De La Vega Francisco M, Gordon Derek, Su Xiaoping, Scafe Charles, Isaac Hadar, Gilbert Dennis A, Spier Eugene G
Applied Biosystems, Foster City, CA 94404, USA.
Hum Hered. 2005;60(1):43-60. doi: 10.1159/000087918. Epub 2005 Sep 2.
Power and sample size calculations are critical parts of any research design for genetic association. We present a method that utilizes haplotype frequency information and average marker-marker linkage disequilibrium on SNPs typed in and around all genes on a chromosome. The test statistic used is the classic likelihood ratio test applied to haplotypes in case/control populations. Haplotype frequencies are computed through specification of genetic model parameters. Power is determined by computation of the test's non-centrality parameter. Power per gene is computed as a weighted average of the power assuming each haplotype is associated with the trait. We apply our method to genotype data from dense SNP maps across three entire chromosomes (6, 21, and 22) for three different human populations (African-American, Caucasian, Chinese), three different models of disease (additive, dominant, and multiplicative) and two trait allele frequencies (rare, common). We perform a regression analysis using these factors, average marker-marker disequilibrium, and the haplotype diversity across the gene region to determine which factors most significantly affect average power for a gene in our data. Also, as a 'proof of principle' calculation, we perform power and sample size calculations for all genes within 100 kb of the PSORS1 locus (chromosome 6) for a previously published association study of psoriasis. Results of our regression analysis indicate that four highly significant factors that determine average power to detect association are: disease model, average marker-marker disequilibrium, haplotype diversity, and the trait allele frequency. These findings may have important implications for the design of well-powered candidate gene association studies. Our power and sample size calculations for the PSORS1 gene appear consistent with published findings, namely that there is substantial power (>0.99) for most genes within 100 kb of the PSORS1 locus at the 0.01 significance level.

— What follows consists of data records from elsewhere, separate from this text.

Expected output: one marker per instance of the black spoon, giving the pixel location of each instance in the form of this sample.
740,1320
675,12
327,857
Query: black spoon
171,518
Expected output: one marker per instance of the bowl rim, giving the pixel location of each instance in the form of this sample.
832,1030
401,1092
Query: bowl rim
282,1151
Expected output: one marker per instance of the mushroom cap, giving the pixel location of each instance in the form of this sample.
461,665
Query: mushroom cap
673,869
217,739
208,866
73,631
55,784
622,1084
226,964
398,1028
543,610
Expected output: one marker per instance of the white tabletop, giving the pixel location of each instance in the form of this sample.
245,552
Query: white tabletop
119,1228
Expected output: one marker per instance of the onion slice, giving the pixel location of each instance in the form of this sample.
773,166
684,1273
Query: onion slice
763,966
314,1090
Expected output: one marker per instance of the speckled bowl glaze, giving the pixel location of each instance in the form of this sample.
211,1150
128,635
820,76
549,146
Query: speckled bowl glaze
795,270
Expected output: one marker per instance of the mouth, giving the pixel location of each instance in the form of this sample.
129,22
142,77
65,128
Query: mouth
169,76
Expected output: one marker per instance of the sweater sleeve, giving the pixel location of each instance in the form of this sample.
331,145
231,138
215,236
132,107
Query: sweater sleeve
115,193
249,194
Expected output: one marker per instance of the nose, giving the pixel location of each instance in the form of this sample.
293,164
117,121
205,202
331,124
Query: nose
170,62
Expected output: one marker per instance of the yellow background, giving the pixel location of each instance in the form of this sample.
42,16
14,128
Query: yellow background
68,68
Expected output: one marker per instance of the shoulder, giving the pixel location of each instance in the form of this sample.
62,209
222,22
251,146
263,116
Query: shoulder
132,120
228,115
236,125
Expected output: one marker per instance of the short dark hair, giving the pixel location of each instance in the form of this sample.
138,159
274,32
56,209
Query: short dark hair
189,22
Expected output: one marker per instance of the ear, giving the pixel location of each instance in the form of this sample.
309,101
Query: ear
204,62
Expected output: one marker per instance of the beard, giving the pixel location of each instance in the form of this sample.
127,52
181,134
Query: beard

效能和样本量计算是任何基因关联研究设计的关键部分。我们提出了一种方法,该方法利用了染色体上所有基因及其周围分型的单核苷酸多态性(SNP)的单倍型频率信息和平均标记-标记连锁不平衡。所使用的检验统计量是应用于病例/对照人群中单倍型的经典似然比检验。单倍型频率通过遗传模型参数的设定来计算。效能由检验的非中心参数计算得出。每个基因的效能通过假设每个单倍型与该性状相关时的效能加权平均值来计算。我们将我们的方法应用于来自三个不同人群(非裔美国人、白种人、中国人)的三条完整染色体(6号、21号和22号)上密集SNP图谱的基因型数据,三种不同的疾病模型(加性、显性和乘性)以及两个性状等位基因频率(罕见、常见)。我们使用这些因素、平均标记-标记不平衡以及基因区域内的单倍型多样性进行回归分析,以确定哪些因素对我们数据中一个基因的平均效能影响最为显著。此外,作为“原理验证”计算,我们对银屑病先前发表的关联研究中PSORS1基因座(6号染色体)100 kb范围内的所有基因进行了效能和样本量计算。我们回归分析的结果表明,决定检测关联平均效能的四个高度显著因素是:疾病模型、平均标记-标记不平衡、单倍型多样性和性状等位基因频率。这些发现可能对设计效能充足的候选基因关联研究具有重要意义。我们对PSORS1基因的效能和样本量计算似乎与已发表的结果一致,即在0.01显著性水平下,PSORS1基因座100 kb范围内的大多数基因具有很高的效能(>0.99)。